Doku: Taş Köprü'nün (ya da Vardar nehrinin) güney kısmı şehrin modern kısmını, kuzeyi ise eski ve aynı zamanda Osmanlı denilebilecek kısmını oluşturuyor. Köprü başlı başına güzel zaten. Köprüden kuzeye geçince sağ tarafta Daut Paşa Hamam'ı görüyoruz. Şeklen zaten çok güzel, içi ise -ben göremedim ama- müzeye dönüştürülmüş ve pek başarılıymış. Şehrin içindeki "Çifte Hamam" da bir resim galerisi olmuş. Aslında Üsküp'teki bu sistemi beğendim: Hamamlar resim galerisi ve hanlar da restoran / barlara dönüştürülmüş ve doku bozulmadan turistlerin ilgisine sunuluyorlar. Han deyince akla "Kapan An" geliyor, biraz küçük ama aynı derecede de sevimli. Sokakları gezin, aralara girin, seveceksiniz. Bu bölgenin en son kısmında da "Bit Pazar" var ve evet, bildiğimiz bit pazarı. Ama kiril alfabesiyle yazılıyor, pek komik..БУT ПAЗAP yani.. Daha ileride çok güzel bir dış cepheye sahip "Saat Kula". Ve evet, bu dediklerimi ben Türkçe'ye çevirmiyorum, bunlar buraların isimleri! Bahsettiğim gibi şehrin güney kısmı daha "modern Üsküp" olarak anılıyor; burda da St. Kliment Ohridski kilisesi ve Büyük İskender heykeli güzel yapıtlar.
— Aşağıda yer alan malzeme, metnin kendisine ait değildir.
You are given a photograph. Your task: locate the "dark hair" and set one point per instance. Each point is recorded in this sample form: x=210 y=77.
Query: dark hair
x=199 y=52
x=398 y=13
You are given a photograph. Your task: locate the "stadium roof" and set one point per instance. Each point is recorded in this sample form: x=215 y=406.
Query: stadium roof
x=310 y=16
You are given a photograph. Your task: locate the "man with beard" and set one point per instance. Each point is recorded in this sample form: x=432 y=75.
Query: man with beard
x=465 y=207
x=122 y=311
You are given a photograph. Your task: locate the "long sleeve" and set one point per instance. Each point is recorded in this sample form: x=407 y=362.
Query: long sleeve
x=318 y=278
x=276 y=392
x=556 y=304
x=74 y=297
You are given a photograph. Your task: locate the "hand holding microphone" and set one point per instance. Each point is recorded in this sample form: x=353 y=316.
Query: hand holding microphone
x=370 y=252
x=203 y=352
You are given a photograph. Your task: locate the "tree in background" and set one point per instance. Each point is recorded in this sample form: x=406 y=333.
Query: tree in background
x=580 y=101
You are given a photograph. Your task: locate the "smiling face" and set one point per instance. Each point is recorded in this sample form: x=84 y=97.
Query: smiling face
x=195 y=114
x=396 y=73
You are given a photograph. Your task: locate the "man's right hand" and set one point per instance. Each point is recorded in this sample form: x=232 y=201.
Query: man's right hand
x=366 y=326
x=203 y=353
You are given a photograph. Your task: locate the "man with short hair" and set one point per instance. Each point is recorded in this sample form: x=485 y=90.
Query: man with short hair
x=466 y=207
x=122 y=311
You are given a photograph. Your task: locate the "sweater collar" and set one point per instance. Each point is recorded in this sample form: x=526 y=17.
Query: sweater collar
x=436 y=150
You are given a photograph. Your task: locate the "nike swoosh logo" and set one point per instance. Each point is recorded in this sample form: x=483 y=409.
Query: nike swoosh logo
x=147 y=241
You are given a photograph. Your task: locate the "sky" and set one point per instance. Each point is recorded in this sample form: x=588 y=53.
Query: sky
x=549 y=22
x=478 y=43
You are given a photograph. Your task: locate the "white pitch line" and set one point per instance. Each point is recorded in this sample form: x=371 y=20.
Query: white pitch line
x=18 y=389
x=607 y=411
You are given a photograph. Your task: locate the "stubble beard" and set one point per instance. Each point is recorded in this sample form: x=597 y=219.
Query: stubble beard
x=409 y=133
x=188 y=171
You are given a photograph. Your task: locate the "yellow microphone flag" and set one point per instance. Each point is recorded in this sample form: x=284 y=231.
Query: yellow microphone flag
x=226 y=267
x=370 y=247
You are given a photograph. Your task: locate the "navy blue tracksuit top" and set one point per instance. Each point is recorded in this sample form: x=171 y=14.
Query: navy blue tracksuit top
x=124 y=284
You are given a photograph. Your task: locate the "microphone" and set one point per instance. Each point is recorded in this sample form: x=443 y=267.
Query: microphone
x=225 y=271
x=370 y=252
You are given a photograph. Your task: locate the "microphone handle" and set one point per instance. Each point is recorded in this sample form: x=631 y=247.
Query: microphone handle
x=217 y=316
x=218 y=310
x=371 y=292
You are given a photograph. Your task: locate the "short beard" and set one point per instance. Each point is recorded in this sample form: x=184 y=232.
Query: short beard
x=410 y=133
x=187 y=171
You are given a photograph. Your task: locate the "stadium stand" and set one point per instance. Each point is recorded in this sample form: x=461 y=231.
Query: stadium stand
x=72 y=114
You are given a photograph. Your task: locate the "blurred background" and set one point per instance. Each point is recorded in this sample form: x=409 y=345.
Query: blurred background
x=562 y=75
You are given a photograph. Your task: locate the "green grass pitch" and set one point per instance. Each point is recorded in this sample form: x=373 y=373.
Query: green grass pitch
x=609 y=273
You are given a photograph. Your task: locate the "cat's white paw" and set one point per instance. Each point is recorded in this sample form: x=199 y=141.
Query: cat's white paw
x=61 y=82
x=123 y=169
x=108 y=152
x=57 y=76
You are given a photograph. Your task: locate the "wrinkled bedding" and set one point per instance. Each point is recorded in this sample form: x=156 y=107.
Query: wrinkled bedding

Mide: Balkanlar diyince akla ilk gelen et yemeği tabii ki köfte oluyor; ancak Üsküp'te ekstra başarılı bir köfte yiyemedim. Köftenin alası için (bkz: Kosova). Eski çarşıda nispeten meşhur olan "Destan" köftecisinde güzel köfteler yedim; burada sunuluş bana ilginç geldi. Köfte ve salata söylüyorsunuz ve önünüze sadece köfte geliyor; pilav filan yok, hatta bıçak da yok! Çatal ve köfte başbaşa! Ha salataya gelince buraya özgü "Şopsko" salatası güzel gerçekten: Domates, salatalık, soğan ve üstüne rendelenmiş mozarella. Bütün bunlara 4 TL'ye denk gelen bir para verip doyuyorsunuz :)

Nehrin "modern Üsküp" tarafında bir sürü dondurmacı var ve buraya özgü farklı aromalarla dilinizi tatlandırabilirsiniz. Ama porsiyonlar büyük ve bir yerden sonra bayabiliyor; farklı bir ilginçlik de az önce yediğiniz yemekten daha pahalı. Yerel içki Sırbistan'da da içtiğimiz "rakija". Meyve aromalı sert bir likör demek sanırım doğru tanım olacaktır.

Gece: Şimdi Üsküp nispeten merkezi ve önemli bir balkan şehri tabii; ama yine de küçük bir yer. Şehrin Osmanlı kısmında bol bol nargile bahçeleri olmakla birlikte barlar da yok değil ve gece yarısına kadar Skopsko birası ya da rakiyanızı içebilirsiniz. Ben bunu şirin "Kaldrma Bar"da yaptım. Evet, kaldırım kenarınd a bir bar ve iddiaları "ilk rakija bar" olmaları. Diğer balkan ülkelerinde olduğu gibi gece burada da gece yarısından, hatta 1'den sonra başlıyor. Açıkçası şehrin bu eski kısmında çok gece kulübü göremedim; ancak etrafta kulüplere göre giyinmiş insanlar da vardı. Not düşelim; bit pazarın civarındaki aşırı süslü kızlar buranın sosyeteye göre bir Red Light District olduğunu bana hissettirdi. Gece klüpleri ise benim farkettiğim kadarıyla yine şehrin modern kısmında nehir kıyısında. Fena değiller.

Üsküp ucuz, canlı ve görülmesi gereken bir şehir. Hiçbir şey için olmasa bile Osmanlı yaşayını görebilmek için.